If the sky truly begins to fall, I will lead him to the threshold of Tier 9, Markus thought, his expression remaining a mask of disciplined neutrality.
He knew he held the key to shattering the Emperor's current limitations, but the price of such knowledge was steep. To reveal the existence of Primordial energy to the Valerian line would be to change the nature of their relationship forever.
It was a final, desperate gambit—a nuclear option he would only trigger when the beasts begin breaching the empire's borders.
"It's too slow," Markus whispered to himself, his core pulsing with a restless, primordial heat. "I'm lagging behind the planet."
Valerian caught the comment and chuckled, though his eyes remained sharp. "Eleven years old and already a Tier 5. Most 'prodigies' don't hit that mark until their third decade, and here you are complaining about the scenery. What's the end goal, then? Godhood by fifteen?" He reached out to clasp Markus's shoulder, treating the statement as the grandiosity of youth. He had no way of knowing that to Markus, fifteen wasn't a goal—it was a genuine possibility.
**
Markus stepped out of the East Sanctum, the heavy jade doors sealing behind him with a final, echoing thud. He carried the Emperor's secrets like lead in his pockets, the weight of the coming decade pressing down on his young shoulders.
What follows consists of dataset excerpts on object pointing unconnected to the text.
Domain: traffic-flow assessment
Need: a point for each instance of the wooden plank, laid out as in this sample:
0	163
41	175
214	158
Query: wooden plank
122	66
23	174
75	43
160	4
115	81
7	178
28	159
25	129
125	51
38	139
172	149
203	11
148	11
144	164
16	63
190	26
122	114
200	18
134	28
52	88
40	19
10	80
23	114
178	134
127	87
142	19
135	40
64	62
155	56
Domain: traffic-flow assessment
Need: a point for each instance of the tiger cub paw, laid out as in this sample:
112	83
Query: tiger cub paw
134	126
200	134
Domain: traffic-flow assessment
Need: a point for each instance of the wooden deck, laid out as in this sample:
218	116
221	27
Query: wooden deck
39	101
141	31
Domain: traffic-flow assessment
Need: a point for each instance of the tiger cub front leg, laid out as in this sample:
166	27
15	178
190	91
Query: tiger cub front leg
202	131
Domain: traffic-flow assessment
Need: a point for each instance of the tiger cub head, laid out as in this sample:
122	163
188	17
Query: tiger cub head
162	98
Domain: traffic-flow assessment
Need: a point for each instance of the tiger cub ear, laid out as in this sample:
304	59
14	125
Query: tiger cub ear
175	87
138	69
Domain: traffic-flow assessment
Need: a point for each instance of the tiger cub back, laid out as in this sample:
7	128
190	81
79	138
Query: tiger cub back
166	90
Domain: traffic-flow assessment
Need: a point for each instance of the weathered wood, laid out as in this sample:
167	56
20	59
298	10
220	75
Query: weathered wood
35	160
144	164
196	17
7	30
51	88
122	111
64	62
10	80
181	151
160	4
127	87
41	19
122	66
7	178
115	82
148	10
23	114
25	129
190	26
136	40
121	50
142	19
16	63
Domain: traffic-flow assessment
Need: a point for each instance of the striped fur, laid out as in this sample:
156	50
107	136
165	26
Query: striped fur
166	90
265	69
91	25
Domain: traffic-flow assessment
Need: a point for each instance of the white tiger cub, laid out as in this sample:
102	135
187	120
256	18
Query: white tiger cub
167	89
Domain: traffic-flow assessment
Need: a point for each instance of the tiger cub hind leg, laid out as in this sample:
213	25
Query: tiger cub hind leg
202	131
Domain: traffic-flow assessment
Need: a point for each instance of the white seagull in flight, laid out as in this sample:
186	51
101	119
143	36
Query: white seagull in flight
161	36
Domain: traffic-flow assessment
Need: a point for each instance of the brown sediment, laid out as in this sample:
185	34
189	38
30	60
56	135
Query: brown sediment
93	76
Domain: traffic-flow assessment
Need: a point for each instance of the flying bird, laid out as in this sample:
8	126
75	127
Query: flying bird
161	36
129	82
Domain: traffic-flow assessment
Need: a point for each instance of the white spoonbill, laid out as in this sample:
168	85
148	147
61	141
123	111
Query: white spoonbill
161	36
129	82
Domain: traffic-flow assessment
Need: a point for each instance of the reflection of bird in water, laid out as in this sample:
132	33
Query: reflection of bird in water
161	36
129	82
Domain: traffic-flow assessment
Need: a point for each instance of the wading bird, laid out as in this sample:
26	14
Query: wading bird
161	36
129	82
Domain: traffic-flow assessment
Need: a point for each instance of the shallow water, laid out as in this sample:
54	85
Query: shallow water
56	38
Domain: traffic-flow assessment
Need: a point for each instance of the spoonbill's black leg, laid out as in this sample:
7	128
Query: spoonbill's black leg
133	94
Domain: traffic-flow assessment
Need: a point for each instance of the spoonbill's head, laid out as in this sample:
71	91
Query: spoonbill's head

Answers would come, but only as fast as the clock could tick. For now, his path was singular and absolute: he would not just study the Law of Space—he would own it.
By the time he walked across the stage at graduation, he intended to reach a full one-hundred percent resonance with the laws of space. He wouldn't just be an Academy graduate; he would be the master of the fabric of reality.
**
Markus bypassed his sleeping quarters, heading instead for the central atrium. He sat beneath the starlit ceiling, his breathing slowing until his heartbeat matched the low-frequency hum of the building's foundations. He closed his eyes, but in his mind, the room was still visible—not as walls and stone, but as a grid of spatial coordinates.
He began to visualize the 100% mastery he sought, treating the void between the stars as a blueprint. Every breath was a calculation; every thought was a tentative reach into the Beyond that the Legacies had promised him.
Rosanne was the first to stir, her consciousness rising to the surface as naturally as dawn breaking over the capital. Of the three, she remained the most physically intact; her role in the Maw had been one of preservation rather than destruction.
While the girls had burned their mana circuits, Rosanne had operated with surgical precision, weaving her light element into a protective shroud to cleanse the team's lungs of the Maw's corrosive miasma.
She sat up quietly, her own mana signature glowing with a soft, steady radiance that served as a silent guardian for her still-sleeping companions.
Finding Markus anchored in a deep meditative trance—the air around him shimmering with a faint, violet distortion—Rosanne decided against disturbing his focus. The living room felt like a pressurized chamber of intent, so she retreated back into the soft sanctuary of her blankets.
She activated her watch, the holographic interface casting a cool blue glow against her face as she began to scroll. Vinstagram, the empire was still buzzing over Rosalind's birthday celebration and the upcoming awakening ceremony.